Wednesday, November 15, 2006

Something Different

Wunst in a while, something a little different comes along amidst the email scam letters. It's probably still a scam letter, but it's different, and it needs a different approach.

And I'm just the difference to approach it.

One early morning, as I was sipping my first cuppa pure 100% Columbian coffee, I check the email account that usually contains a smattering of email scams just waiting for my pleasure.

This morning, it had one that was something different.

The title header was Hello, I Want To Know You!

And "she" went by the name of Valyusha (

Hi, Gentleman!

I am young and attractive woman and I believe I deserve for happiness as any human being. What do you think is the most important in this life? I believe you'll agree with me that LOVE is what we all are looking for.....

I am eager to make my man happy, I am longing for the cozy evenings together where we cuddle on the sofa and whisper tender words...

I have a lot of interests in life like reading, cooking, associating with friends, ripping off rich old men (okay, I inserted that) visiting new places and learn everything new.

If you are looking for the same things, I hope you answer my letter.


Have a nice day!


Wahl, ain't that nice? Valyusha wants me.


Along with the picture (above right), I sent "Valyusha" the reply of her dreams (the kind nightmares should be made of):


Ya shouldn't do thangs like that ta me first thang in the mornin', hon. 'Fore ah could git down my first dose of prune juice, ah read yore sexy wurds an' my false teeth fell out, causin' me a stain on both sides of my Depends.

Heckfeathers, dahlin', ah'm jest an' aging countree bumpkin widda little money from my revenooer-dodgin' days. But iffen yall want me ta speak them thar sweet nuthins in yore pert lil' ear, ah kin do that. It might come mixed widda bit of drool, but what's a lil' spit swappin' betwixt lovers, eh baby?

Who's yore granddaddy, yowzuh....oops, spit mah teeth agin. Hate when that happens.

Ah even writ a love sawng fer lil' tight-assed you, Valyusha:

Uh...honey ya KNOWWWWWWWWWW what ah like!

Chantilly lace an' a purdy face

widda a set of jugs, standin' up

a giggle in the talk and a wiggle in the ass

makes mah thang go up up... (dadgum this hyar rymin' crap)

There ain't nuthin' in the world like a big butt girl

who makes me act real funny

makes me buy Viagra

makes my bowels get loose

like a bad grass goose

oh Valyusha

that's a WHAT AH LICKS!


Ah caint wait fer ta hear more a what yall wanna do to this hyar feller, Valyusha.
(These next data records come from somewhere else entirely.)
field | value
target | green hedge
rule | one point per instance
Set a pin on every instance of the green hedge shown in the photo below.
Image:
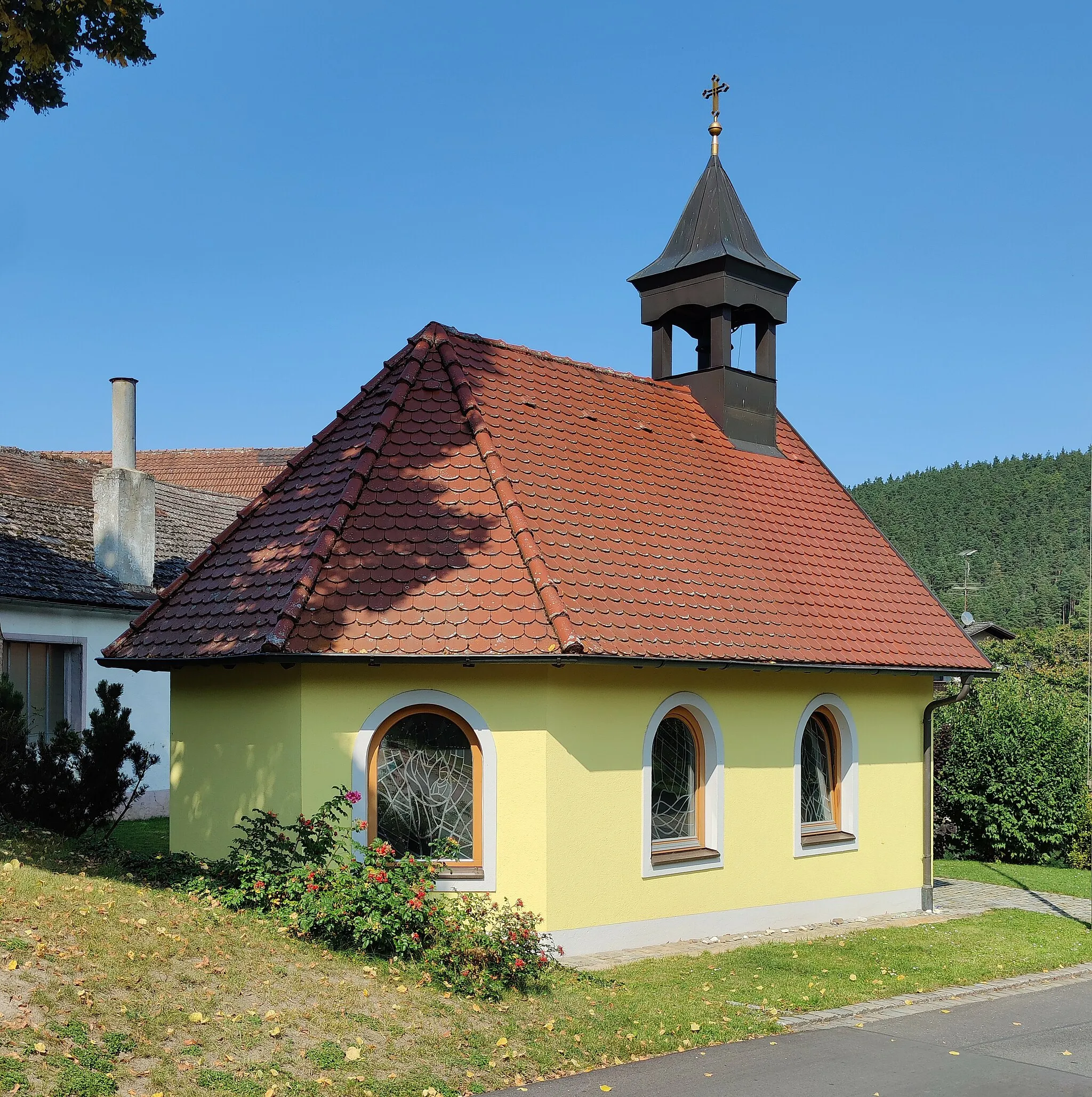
(1011, 771)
Yall write back now, yhear?

Bet she don't ;-)

(Note: it's been more than 7 days; she didn't)


Blogger Miss Cellania said...

Without that last line inserted, I would have bet against you. Last time I was at the INS office, I waited behind a guy who seemed about 60 with his new Russian bride, who looked about 16.

15 November, 2006 07:42  
Anonymous Stacy said...

I, too, figured you'd hear from her till I read the last line. One foot in the grave and the other on a banana peel is probably a high ranking quality in a mate for someone like her.
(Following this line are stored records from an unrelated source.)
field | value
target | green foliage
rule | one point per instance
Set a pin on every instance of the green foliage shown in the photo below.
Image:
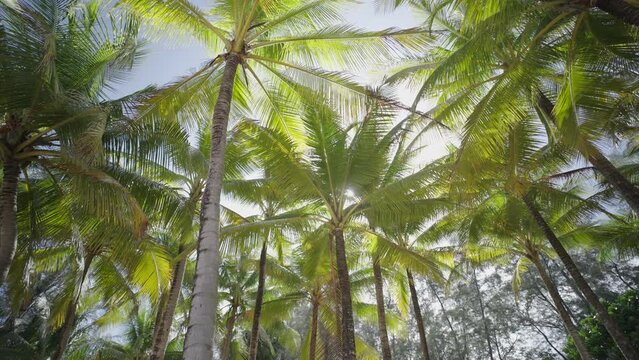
(625, 310)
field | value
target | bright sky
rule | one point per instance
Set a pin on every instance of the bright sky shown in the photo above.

Maybe I should hire you to deal with the nice people that keep sending me emails through my Avon site telling me they want to order huge quantities of various items. Bet you could have some fun with that.

15 November, 2006 08:55  
Blogger Monica said...

Hmmm,I dimly remember reading a comment some months back from someone asking you to put a warning on your posts for us coffee-drinkers? I needed that this time.
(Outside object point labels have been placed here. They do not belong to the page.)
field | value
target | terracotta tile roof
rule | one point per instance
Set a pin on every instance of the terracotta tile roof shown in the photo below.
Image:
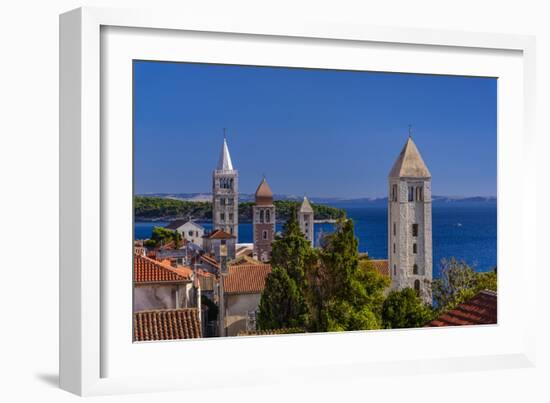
(167, 324)
(382, 266)
(246, 279)
(478, 310)
(147, 270)
(210, 260)
(219, 234)
(206, 281)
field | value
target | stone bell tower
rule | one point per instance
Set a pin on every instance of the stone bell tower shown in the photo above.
(410, 223)
(225, 195)
(306, 220)
(263, 213)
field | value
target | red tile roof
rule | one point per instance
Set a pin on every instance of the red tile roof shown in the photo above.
(478, 310)
(147, 270)
(246, 279)
(210, 260)
(382, 266)
(219, 234)
(167, 324)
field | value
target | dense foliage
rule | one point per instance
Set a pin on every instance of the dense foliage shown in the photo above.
(340, 295)
(404, 309)
(158, 208)
(282, 302)
(459, 282)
Tell Valyusha to quit complaining, you never flirt with any of us like that. (Of course, come to think of it, that might be a good thing.)

15 November, 2006 09:36  
Blogger phoenix said...

Heh... You should write for some of the singers out there these days. At least you came close ;-)

15 November, 2006 10:40  
Blogger Ms. Vickie said...

Coffee-drinkers be damned I just needed those depends you mentioned because I laughed until I well
almost but then I only -----cried. :)

I'm with Monica, you need to give us some warnings.

15 November, 2006 14:34  
Anonymous Anonymous said...

But...but...but I can’t imagine that vamp, Valyuser, being dissatisfied with such a manly mug; you certainly have all five -make that six- of us females, swooning over it; and that insightful rendition of Chantilly Lace, sigh.

16 November, 2006 11:20  
Blogger Karen said...

She sounds like a lovely woman, too bad her webpage didn't come up (at least for me).

I'm still cracking up over your letter to her; so sincere... the prune juice and viagra were a nice touch. How could a girl resist something like that? After all, the gentleman deserves love too.